Ele já tem notado, em seu dia a dia, que há muitos medicamentos que não podem recetar.

"Tiraram-nos o manejo do medicamento"

Ana García, veterinária e porta-voz da associação Vets Unidos, tem opiniões similares. "Supostamente, este real decreto quer ter controlado o medicamento veterinário, mas o que faz é o deixar mais descontrolado que nunca, porque nos tiraram aos veterinários o manejo do mesmo. Não nos deixam o usar como nós cremos conveniente com respeito a nosso critério clínico", assegura.

Manifestación de veterinarios cántabros / EUROPA PRESS
Manifestação de veterinários cántabros / EUROPA PRESS

"Temos-nos que cingir ao que diz um prospecto, não podemos modificar uma dose nem uma via de administração após ter estudado uma carreira e de acumular experiência clínica", recalca.
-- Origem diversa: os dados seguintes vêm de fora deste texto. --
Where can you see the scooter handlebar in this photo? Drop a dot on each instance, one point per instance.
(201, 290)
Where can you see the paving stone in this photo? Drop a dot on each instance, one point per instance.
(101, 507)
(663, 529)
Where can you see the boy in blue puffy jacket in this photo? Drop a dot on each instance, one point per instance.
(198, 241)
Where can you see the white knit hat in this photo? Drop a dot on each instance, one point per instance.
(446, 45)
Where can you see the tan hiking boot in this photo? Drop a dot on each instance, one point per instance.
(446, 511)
Assim, a impossibilidade de modificar dose fará que as infecções vão durar mais tempo e que as bactérias se voltem, paradoxalmente, realmente resistentes.

Preços mais caros

Também não esconde esta experiente que o facto de que as clínicas tenham mais trabalho fará que os custos subam. "Os veterinários não estamos agora subindo os preços de nada, mas se vai sair todo mais caro será porque nos obrigam a fazer provas e porque nos vemos obrigados a recetar embalagens inteiras da farmácia, quando dantes podíamos ceder o tratamento justo ao animal: se eram quatro pastillas, eram quatro pastillas".

Por enquanto, o coletivo veterinário está a tentar dialogar com a administração, porque sentem que não se lhes tem tido em conta na redacção do real decreto. "Até agora não se nos está escutando, e cremos sinceramente que vai ser contraproducente para a saúde pública, porque nem as infecções nem os medicamentos vão estar realmente controlados", afirma García.
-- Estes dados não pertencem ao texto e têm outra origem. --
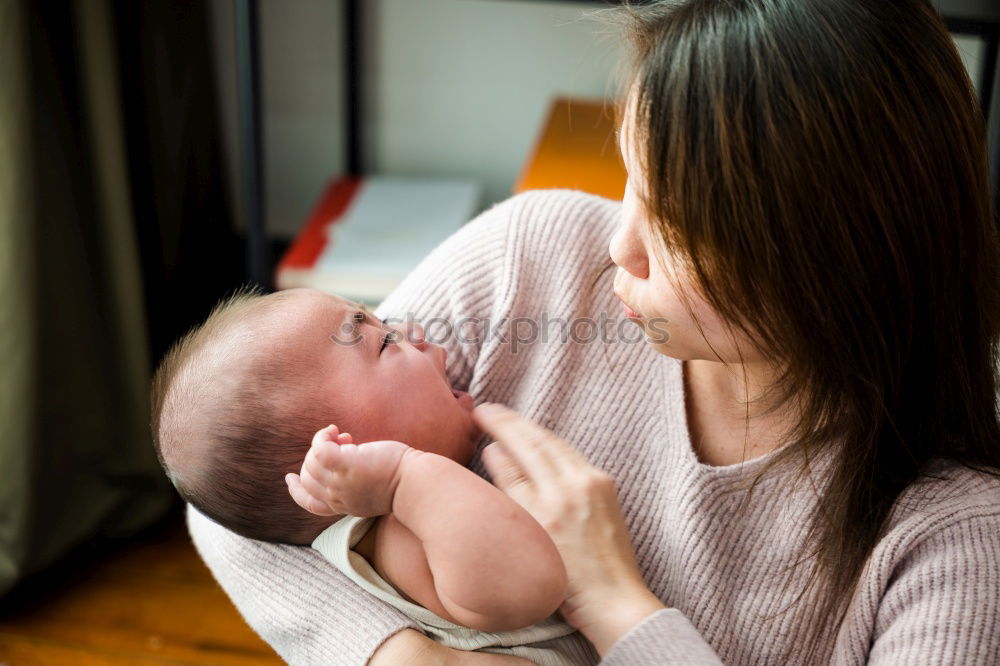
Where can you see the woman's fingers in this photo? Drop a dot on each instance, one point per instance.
(506, 473)
(536, 450)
Un gato en el veterinario / UNSPLASH
Um gato no veterinário / UNSPLASH

Moratoria

Entre os grupos que têm pedido uma reflexão figura o Bloco Nacionalista Galego, que tem proposto estabelecer uma moratoria "enquanto se estabelecem canais de diálogo e comunicação com os profissionais veterinários para atingir acordos para a revisão de seu conteúdo".
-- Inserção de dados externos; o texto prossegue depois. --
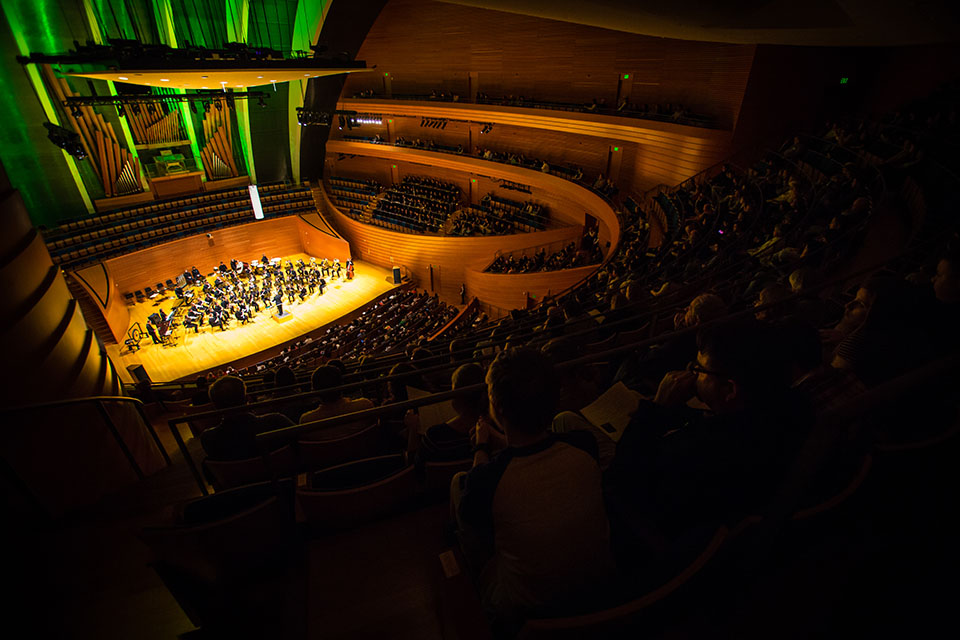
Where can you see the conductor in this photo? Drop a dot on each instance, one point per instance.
(278, 300)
Enquanto isso se dá, os efeitos negativos já se percebem: no passado mês de fevereiro desataram-se protestos a raiz da morte de uma cadela em Galiza que tinha sido mordida por outro cão. O atraso nos resultados do cultivo bacteriano impediu administrar-lhe a tempo o tratamento antibiótico que poderia a ter salvado.

Estrés e ansiedade

García acha que, de sair adiante, o real decreto abriria a porta a que esta tragédia se repita. "O que os veterinários estamos tentado é que não ocorram casos como este apesar das limitações que temos, daí nossos níveis de estrés e ansiedade, trabalhando todos os dias", assinala.

Manifestación de veterinarios el 5 de marzo de 2025, en Madrid (España). El colegio de veterinarios ha
Manifestação de veterinários o 5 de março de 2025, em Madri / EUROPA PRESS - FERNANDO SÁNCHEZ

"Se não estão a morrer mais animais, é realmente pelo esforço ímprobo que estão a fazer os profissionais, porque seguindo de olhos fechados o real decreto, não podemos aplicar um antibiótico se a ferida não está supurando. Isto significa esperar a que o animal piore para poder actuar", recalca.